Karel, « Caféine », et Dora, 1943. Source: https://www.kampocesku.cz/article/15723/karel-polacek
Tout au long de ma chronique, j’ai appelé le personnage principal « Karel », car c’est son nom et c’est aussi celui de Poláček. Cependant, ce n’est pas le nom de famille du personnage dans le roman, car Daneš a préféré l’appeler Hirsch. A la lecture, je me suis souvent demandé pourquoi, et Daneš donne une réponse dans sa postface qui éclaire de manière très intéressante non seulement l’approche de Poláček à son rôle d’écrivain, mais aussi l’approche de Daneš lui-même à Poláček et à l’écriture. Ainsi le roman est-il parsemé de références à la vie de Poláček, qu’il n’est pas nécessaire de connaître pour apprécier le livre, mais qui (de même que les nombreux autres faits et personnages tirés de la réalité) apportent une couche d’intérêt, et d’émotion, supplémentaire au récit.
Vyprodáno (Rupture de stocks), autre livre de Poláček figurant dans Les mots brisés. Cette couverture représente le soldat Jaroslav Štědrý
Karel fut donc heureux lorsqu’un autre personnage vint l’interpeller en lui proposant son aide. Sans l’ombre d’une hésitation, il accepta la main tendue. Le héros de sa pentalogie romanesque le caporal Jaroslav Štědrý, combattant endurci de la Grande Guerre, ferait sûrement mieux que lui preuve de résistance. Une fois qu’il se mettrait à sa place, il deviendrait indomptable, d’autant qu’il n’était que papier et encre…
Bien que laissant volontairement plus flou le contexte historique dans lequel se déroule le roman, Les mots brisés s’ajoute à d’autres œuvres de fiction ou de presque-fiction autour de Prague durant la Seconde Guerre mondiale, telles que Mendelssohn est sur le toit de Jiří Weil, rédigé dès 1946 (en français chez Le Nouvel Attila, 2020), Le nuage et la valse de Ferdinand Peroutka, rédigé en 1947 sous la forme d’une pièce de théâtre, puis d’un roman (en français à La Contre-Allée, 2019), ou encore – côté français – l’HHhH de Laurent Binet. Mais c’est surtout, à nouveau, une belle manière de faire revivre, ou connaître, un écrivain « classique » et c’est à ce titre que je termine, avec cette chronique, ma série sur quelques auteurs classiques d’Europe centrale, de l’Est et des Balkans, à redécouvrir en français ou en traduction française.
Martin Daneš, Les mots brisés. Editions de la Différence, 2020.

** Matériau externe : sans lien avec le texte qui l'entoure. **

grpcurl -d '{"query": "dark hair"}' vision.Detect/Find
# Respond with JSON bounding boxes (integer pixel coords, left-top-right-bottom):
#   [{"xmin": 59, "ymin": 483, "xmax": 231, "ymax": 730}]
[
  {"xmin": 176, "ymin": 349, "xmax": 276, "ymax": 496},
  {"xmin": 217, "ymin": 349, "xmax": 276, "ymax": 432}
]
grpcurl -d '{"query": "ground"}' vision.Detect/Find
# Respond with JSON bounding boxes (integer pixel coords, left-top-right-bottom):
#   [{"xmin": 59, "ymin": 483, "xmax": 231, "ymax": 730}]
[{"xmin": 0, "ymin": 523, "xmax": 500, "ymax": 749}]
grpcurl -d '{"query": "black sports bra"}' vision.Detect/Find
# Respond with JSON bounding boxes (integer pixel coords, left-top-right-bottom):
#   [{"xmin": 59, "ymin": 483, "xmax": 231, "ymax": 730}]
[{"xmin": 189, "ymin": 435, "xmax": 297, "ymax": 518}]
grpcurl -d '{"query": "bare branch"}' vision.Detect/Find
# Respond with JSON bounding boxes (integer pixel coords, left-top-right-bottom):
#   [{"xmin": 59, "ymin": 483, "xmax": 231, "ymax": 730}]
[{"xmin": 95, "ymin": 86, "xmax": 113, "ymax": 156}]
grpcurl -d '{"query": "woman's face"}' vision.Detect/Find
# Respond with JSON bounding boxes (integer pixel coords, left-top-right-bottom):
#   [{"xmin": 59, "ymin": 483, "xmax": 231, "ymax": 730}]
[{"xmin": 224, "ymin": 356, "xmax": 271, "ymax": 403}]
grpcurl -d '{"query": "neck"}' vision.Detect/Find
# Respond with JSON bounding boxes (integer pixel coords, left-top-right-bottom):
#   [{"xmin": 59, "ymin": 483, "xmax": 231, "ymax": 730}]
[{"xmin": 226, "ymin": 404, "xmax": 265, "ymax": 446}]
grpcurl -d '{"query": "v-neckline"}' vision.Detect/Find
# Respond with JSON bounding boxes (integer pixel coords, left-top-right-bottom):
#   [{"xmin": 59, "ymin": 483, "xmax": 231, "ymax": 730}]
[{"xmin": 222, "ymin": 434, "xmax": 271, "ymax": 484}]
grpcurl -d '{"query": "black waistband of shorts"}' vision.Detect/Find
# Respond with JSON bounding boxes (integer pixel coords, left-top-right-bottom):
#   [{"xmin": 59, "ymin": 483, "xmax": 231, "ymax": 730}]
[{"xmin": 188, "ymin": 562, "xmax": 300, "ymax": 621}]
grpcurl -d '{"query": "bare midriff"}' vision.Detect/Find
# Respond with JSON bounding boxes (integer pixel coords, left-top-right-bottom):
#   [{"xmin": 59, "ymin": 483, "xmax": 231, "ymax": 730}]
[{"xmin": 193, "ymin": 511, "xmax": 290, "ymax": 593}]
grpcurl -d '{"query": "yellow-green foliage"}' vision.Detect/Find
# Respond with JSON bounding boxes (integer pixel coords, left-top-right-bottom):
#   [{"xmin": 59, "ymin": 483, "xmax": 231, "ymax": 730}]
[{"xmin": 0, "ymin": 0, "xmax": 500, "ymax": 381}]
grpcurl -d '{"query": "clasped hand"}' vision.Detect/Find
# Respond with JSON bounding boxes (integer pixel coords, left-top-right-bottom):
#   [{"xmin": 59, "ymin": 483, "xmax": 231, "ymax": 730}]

Du coup il y a deux auteurs à retenir (Poláček et Daneš), c’est malin. J’ai lu le roman de Čapek avec les salamandres (enfin… en te lisant je me rends compte qu’il y a des frères Čapek !, donc l’un des deux) et je n’ai pas du tout été convaincue.
Dommage pour Čapek! Ca devait être Karel (et non Josef, co-inventeur du robot: https://francais.radio.cz/le-robot-fete-son-centieme-anniversaire-8700593). De Karel, je n’ai lu pour le moment que les réjouissantes Lettres d’Angleterre.
Eh oui, deux auteurs pour le prix d’un, « a bargain », comme on dit.